All that money stays put in your escrow account, adding up over the year, until your mortgage servicer uses it to pay the tax man, and your homeowners insurance premium whenever that comes due. Then the cycle starts all over again for the next year.
Note that when you first close on your house, you’ll likely also fund your escrow account in advance with what’s known as a “cushion.” This cushion typically amounts to two months’ worth of the payments, or one-sixth of the total annual estimate.
Where The Numbers Come From
Now to the burning questions: How does my lender come up with those numbers for my escrow payments? And, what if he or she is wrong?
Lenders look at tax and insurance rates to come up with a reasonable estimate of how much you’ll owe each year. Sometimes, the estimate may be off, and in that case you’ll have either a surplus or a shortage.

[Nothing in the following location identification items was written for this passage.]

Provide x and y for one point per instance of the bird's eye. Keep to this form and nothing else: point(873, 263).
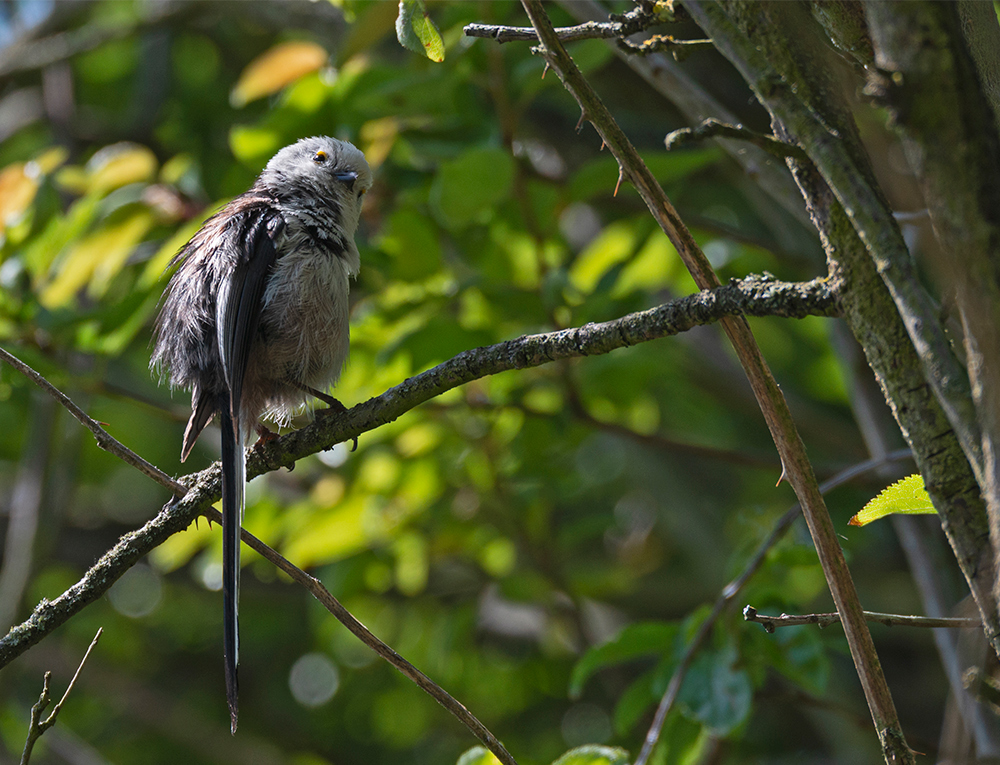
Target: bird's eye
point(347, 178)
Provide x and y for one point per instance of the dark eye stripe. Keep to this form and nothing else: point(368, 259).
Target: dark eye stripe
point(347, 178)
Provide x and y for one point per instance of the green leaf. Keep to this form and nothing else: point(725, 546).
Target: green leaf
point(471, 185)
point(716, 693)
point(415, 30)
point(633, 642)
point(593, 754)
point(906, 496)
point(477, 756)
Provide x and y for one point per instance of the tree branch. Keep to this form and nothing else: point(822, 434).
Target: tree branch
point(753, 296)
point(619, 26)
point(38, 726)
point(731, 590)
point(104, 439)
point(796, 466)
point(770, 623)
point(345, 617)
point(712, 128)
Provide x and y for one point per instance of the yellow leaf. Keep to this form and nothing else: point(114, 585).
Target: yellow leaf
point(906, 496)
point(378, 137)
point(274, 69)
point(17, 191)
point(119, 165)
point(96, 259)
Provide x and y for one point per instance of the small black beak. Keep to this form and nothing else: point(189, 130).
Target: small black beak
point(347, 178)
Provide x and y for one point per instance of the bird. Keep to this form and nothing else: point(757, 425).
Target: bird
point(254, 320)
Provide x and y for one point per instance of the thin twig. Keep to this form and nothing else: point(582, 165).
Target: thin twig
point(731, 590)
point(104, 439)
point(636, 20)
point(37, 726)
point(679, 49)
point(769, 623)
point(345, 617)
point(753, 296)
point(713, 128)
point(796, 467)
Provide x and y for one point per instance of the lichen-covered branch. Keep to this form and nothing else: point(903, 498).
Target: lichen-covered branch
point(753, 296)
point(806, 108)
point(796, 467)
point(640, 18)
point(928, 81)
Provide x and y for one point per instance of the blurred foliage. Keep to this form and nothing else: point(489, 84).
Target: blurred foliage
point(543, 544)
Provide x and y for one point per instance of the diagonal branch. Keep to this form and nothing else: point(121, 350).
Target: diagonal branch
point(796, 466)
point(754, 296)
point(618, 26)
point(770, 623)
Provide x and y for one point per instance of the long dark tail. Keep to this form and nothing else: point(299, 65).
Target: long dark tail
point(233, 484)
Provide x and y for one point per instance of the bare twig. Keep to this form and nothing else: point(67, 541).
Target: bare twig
point(38, 726)
point(636, 20)
point(796, 466)
point(104, 439)
point(345, 617)
point(731, 590)
point(770, 623)
point(754, 296)
point(712, 128)
point(662, 43)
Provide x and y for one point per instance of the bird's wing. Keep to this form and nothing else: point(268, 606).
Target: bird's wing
point(238, 311)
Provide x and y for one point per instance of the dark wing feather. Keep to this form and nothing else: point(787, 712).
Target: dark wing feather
point(238, 311)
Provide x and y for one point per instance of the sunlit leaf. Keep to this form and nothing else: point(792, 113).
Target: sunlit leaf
point(415, 30)
point(716, 693)
point(633, 642)
point(471, 185)
point(593, 754)
point(96, 259)
point(905, 496)
point(274, 69)
point(119, 165)
point(17, 191)
point(478, 756)
point(614, 244)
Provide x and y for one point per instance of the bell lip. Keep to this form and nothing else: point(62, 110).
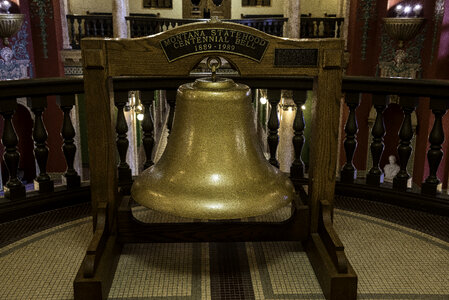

Maybe there was a shakeup in the local government and your property tax rates went down – wonderful news! This may mean that you have overpaid into your escrow account. Your lender should inform you of this surplus in an escrow statement, and then you can start checking the mail for your refund check.
Perhaps you finally went ahead and did that remodeling project you’ve been talking and talking about. It looks great, and it’s added to the value of your home. Congratulations! But a higher home value also means higher taxes. You may now have a shortage and you should be informed of this in your escrow statement. Your lender could cover this shortfall for you initially in order to keep those taxes paid on time. You could then have two choices on how to handle this shortage. You could pay it all back as one lump sum, or you could opt to spread out the payments over the next year. So if your taxes went up $600, you could either write your lender a check for the full $600, or you could tack another $50 onto each monthly payment for the next year.
Each year, your lender will perform an escrow analysis, looking at the previous year’s tax and insurance rates, monthly payments, and disbursements, to determine whether the estimate for the new year should go up, go down, or stay the same.